La tombola delle pensioni
A fine anno scadrà quota 100, la riforma pensionistica approvata durante il primo Governo Conte. Si tratta di anticipare la pensione, rispetto ai 67 anni di età ordinari, a 62 di età più 38 di contribuzione.
Quota 100 non sarà rinnovata perché troppo costosa.
Proprio recentemente l’OCSE ha richiamato l’Italia sull’eccesso di spesa pensionistica.
Il Governo Draghi, detto il migliore, pensa di superare lo scalone che porta alla Riforma Fornero con quota 102, per il 2022, quota 104, per il 2023, il che significa 64 anni di età e 38 di contribuzione e 65 anni di età e 39 di contribuzione.
Per contro c’è tutto un movimento che post pandemia reclama una riduzione del monte ore settimanale e l’anticipo delle pensioni per tutti.
Per superare gli inconvenienti di quota 100, 102 e 104, che lascerebbe intere generazioni dal 1960 in poi escluse, come è accaduto già per quota 100, sarebbe necessario distinguere tra tipologie di lavori, individuando esattamente quelli usuranti, investendo sull’istituto dell’APE Social.
La cosa divertente però è che i sindacati, questa volta unitariamente, hanno già dichiarato “irricevibile” la proposta del Governo Draghi ma non hanno speso una parola sulla irricevibilità delle loro pensioni privilegiate il che risponde al vecchio adagio del “predicare bene ma razzolare male”.
Come scrive l’INPS, si vada su www.inps.it cliccando su “porte aperte”, i sindacalisti, al contrario di altre categorie, non appartengono ad una gestione previdenziale a sé stante tuttavia hanno regole contributive diverse dagli altri lavoratori perché possono vedersi ugualmente versati i contributi (o addirittura lo stipendio) da enti terzi rispetto al sindacato presso cui prestano il proprio lavoro e perché possono, prima di andare in pensione, farsi pagare dalle Organizzazioni sindacali incrementi delle proprie pensioni a condizioni molto vantaggiose.

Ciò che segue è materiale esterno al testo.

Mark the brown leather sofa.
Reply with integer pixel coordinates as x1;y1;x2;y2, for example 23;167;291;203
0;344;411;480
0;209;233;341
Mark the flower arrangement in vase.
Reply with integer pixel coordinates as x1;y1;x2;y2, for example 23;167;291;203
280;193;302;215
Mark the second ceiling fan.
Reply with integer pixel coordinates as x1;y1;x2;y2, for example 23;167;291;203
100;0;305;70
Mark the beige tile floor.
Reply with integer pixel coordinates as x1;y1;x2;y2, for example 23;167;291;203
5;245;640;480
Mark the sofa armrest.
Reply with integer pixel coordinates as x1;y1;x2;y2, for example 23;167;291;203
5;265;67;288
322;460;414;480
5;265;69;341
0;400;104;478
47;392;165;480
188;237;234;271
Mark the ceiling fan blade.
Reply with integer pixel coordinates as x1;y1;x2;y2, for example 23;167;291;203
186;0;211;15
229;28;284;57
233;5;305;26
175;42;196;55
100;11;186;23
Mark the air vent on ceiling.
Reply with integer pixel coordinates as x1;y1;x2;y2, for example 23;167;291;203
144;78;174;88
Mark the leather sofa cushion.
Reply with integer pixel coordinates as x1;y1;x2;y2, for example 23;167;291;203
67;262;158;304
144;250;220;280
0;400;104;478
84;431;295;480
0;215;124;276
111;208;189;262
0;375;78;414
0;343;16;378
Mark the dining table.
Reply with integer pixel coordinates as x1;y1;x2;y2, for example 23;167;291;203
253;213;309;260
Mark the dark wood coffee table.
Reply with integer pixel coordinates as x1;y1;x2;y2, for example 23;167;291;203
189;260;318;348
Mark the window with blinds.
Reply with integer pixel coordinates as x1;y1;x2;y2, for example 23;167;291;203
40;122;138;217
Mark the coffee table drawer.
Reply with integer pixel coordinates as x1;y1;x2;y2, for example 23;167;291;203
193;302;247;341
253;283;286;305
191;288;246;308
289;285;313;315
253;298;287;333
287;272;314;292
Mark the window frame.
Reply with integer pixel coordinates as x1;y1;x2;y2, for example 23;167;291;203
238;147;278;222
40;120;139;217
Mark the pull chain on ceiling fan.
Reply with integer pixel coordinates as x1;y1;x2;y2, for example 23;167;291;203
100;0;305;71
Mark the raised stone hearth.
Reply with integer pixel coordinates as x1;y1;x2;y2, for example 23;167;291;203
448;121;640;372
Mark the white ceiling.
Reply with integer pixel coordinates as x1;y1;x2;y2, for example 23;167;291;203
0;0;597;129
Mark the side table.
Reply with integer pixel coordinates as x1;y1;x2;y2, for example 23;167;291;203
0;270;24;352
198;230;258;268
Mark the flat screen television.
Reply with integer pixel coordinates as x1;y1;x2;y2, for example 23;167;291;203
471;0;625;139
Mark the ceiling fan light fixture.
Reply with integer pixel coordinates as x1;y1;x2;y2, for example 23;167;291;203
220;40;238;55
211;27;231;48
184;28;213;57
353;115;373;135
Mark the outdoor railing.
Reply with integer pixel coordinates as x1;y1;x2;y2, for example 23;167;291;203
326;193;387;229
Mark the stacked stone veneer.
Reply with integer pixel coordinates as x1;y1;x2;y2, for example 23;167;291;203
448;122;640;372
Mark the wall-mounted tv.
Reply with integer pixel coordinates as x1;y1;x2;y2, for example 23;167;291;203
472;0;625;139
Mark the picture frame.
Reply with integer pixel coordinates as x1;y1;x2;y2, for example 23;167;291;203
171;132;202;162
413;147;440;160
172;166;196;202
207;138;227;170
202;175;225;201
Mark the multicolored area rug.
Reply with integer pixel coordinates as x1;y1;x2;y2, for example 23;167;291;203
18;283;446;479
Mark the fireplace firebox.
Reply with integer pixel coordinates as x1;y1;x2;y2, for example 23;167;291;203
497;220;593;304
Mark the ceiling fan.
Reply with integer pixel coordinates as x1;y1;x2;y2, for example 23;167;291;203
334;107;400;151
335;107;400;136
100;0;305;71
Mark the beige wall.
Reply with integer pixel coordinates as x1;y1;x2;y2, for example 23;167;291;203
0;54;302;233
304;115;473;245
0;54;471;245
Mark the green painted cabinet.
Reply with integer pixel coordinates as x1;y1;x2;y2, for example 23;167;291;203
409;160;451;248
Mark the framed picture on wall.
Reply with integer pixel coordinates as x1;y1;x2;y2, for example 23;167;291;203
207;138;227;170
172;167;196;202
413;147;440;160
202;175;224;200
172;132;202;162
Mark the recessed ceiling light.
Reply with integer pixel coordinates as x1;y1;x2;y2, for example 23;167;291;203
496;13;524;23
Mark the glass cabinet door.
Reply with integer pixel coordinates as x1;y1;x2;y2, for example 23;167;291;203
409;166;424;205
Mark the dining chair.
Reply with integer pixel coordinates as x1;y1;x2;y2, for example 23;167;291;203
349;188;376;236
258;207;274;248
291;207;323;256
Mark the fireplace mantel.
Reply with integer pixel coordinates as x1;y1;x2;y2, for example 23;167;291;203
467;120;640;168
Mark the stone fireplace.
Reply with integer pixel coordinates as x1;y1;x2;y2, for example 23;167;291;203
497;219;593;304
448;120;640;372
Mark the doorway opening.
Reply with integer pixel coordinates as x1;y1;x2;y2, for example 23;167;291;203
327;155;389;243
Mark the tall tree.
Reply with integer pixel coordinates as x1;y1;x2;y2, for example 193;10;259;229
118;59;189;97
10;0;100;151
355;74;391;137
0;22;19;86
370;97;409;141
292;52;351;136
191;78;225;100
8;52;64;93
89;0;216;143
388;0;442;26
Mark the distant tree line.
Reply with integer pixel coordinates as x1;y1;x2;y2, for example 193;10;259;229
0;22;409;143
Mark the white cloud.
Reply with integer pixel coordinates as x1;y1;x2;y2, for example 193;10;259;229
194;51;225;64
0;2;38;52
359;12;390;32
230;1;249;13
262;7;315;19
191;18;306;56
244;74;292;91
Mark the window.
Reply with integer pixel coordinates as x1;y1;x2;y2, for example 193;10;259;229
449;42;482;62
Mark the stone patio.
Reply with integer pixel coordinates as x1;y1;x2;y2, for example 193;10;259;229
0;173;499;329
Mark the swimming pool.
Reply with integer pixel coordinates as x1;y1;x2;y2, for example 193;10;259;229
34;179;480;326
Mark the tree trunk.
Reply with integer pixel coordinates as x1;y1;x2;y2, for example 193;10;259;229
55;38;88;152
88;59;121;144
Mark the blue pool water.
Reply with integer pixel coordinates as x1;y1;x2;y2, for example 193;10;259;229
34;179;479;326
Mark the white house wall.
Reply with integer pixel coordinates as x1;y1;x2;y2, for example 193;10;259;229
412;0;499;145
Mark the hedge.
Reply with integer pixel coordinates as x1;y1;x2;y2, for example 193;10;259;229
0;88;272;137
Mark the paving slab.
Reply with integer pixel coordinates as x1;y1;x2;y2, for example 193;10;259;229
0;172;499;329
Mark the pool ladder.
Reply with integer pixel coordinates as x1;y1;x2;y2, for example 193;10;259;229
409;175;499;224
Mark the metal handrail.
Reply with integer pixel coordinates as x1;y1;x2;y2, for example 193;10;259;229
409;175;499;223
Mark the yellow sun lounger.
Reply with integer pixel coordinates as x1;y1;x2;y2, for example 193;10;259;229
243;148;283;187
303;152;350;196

Quindi va bene cambiare quota 100 se si cambiano anche i privilegi delle pensioni dei sindacalisti.
Possiamo immaginare che Draghi negozierà con i sindacati e insieme troveranno soluzioni ragionevoli. Di sicuro non saranno quelle contenute nella piattaforma delle organizzazioni sindacali che sono “fuori mercato” e che riporterebbero il sistema a prima del 2011.
Soprattutto i sindacati devono convincersi che una più lunga permanenza nell’attività lavorativa (fatte salve le condizioni usuranti e la protezione di particolari eventi della vita, è il caso soprattutto della maternità e della cura dei figli, dei disabili e degli anziani) è un’esigenza imposta dagli andamenti demografici, dai trend del mercato del lavoro e dalla garanzia di una migliore adeguatezza dei trattamenti (da La guerra dei cinquant’anni di Giuliano Cazzola).